NEW YORK—Moody’s Investors Service on Tuesday said it would likely cut its “Aaa” rating on US government debt, probably by one notch, if federal budget negotiations fail.
If the highly partisan Congress does not reach a budget deal, about $1.2 trillion in spending cuts and tax increases will automatically kick in starting January 2, a scenario that’s been called the “fiscal cliff,” because it is likely to send the economy back into recession and drive unemployment up.
The Republican speaker of the House of Representatives said Tuesday he’s not confident Congress can reach a budget deal and avoid the downgrade. John Boehner said the Senate needs to act and President Barack Obama needs to show some leadership.
Any real negotiations are not expected until after the November presidential elections.
A year ago, Moody’s cut its outlook on US debt to “negative,” which acts as a warning that it might downgrade the rating, after partisan wrangling over raising the US debt limit led the nation to the brink of default.
Rival agency Standard & Poor’s took the drastic step of stripping the government of its “AAA” rating on its bonds around the same time. Fitch Ratings issued a warning of potential downgrade.
In its report Tuesday, Moody’s said it is difficult to predict when Congress will reach a deal on the budget, and it will likely keep its current rating and “negative” outlook until the outcome of the talks is clear.
Boehner reminded reporters that the House has passed legislation to both avoid the automatic, across-the-board spending cuts next year and to renew the Bush-era tax cuts for one year.

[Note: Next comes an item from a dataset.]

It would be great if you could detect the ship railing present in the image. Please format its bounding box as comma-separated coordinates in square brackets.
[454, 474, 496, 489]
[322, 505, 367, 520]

The Senate, however, has deadlocked over taxes and failed to address the across-the-board cuts.
“On both of these, where’s the president, where’s the leadership?” Boehner said.
Obama has called for replacing the across-the-board spending cuts with a combination of tax hikes and cuts elsewhere in the budget, but Republicans have repeatedly rejected his call for higher taxes on higher earners.
Moody’s also noted that the US government will likely again reach the debt limit by the end of the year, which means another round of negotiations in Congress on raising the limit if the US is to keep paying its bills.
“Under these circumstances, the government’s rating would likely be placed under review after the debt limit is reached, but several weeks before the exhaustion of the Treasury’s resources,” Moody’s analyst Steven A. Hess said in his report.
Despite the rating cut last year from S&P and the warnings from Moody’s and Fitch, the US has been able to continue borrowing at very low rates. That’s because investors are still buying US government bonds, as economic turmoil in Europe and uncertainty in other parts of the globe have left US debt and US dollars looking like safe bets. In contrast, bond investors demand high rates from troubled countries like Spain and Italy.
The stock markets plunged when the downgrade happened in August 2011, but Moody’s warning on Tuesday did little to ruffle traders. The major market indexes were all modestly higher in morning trading.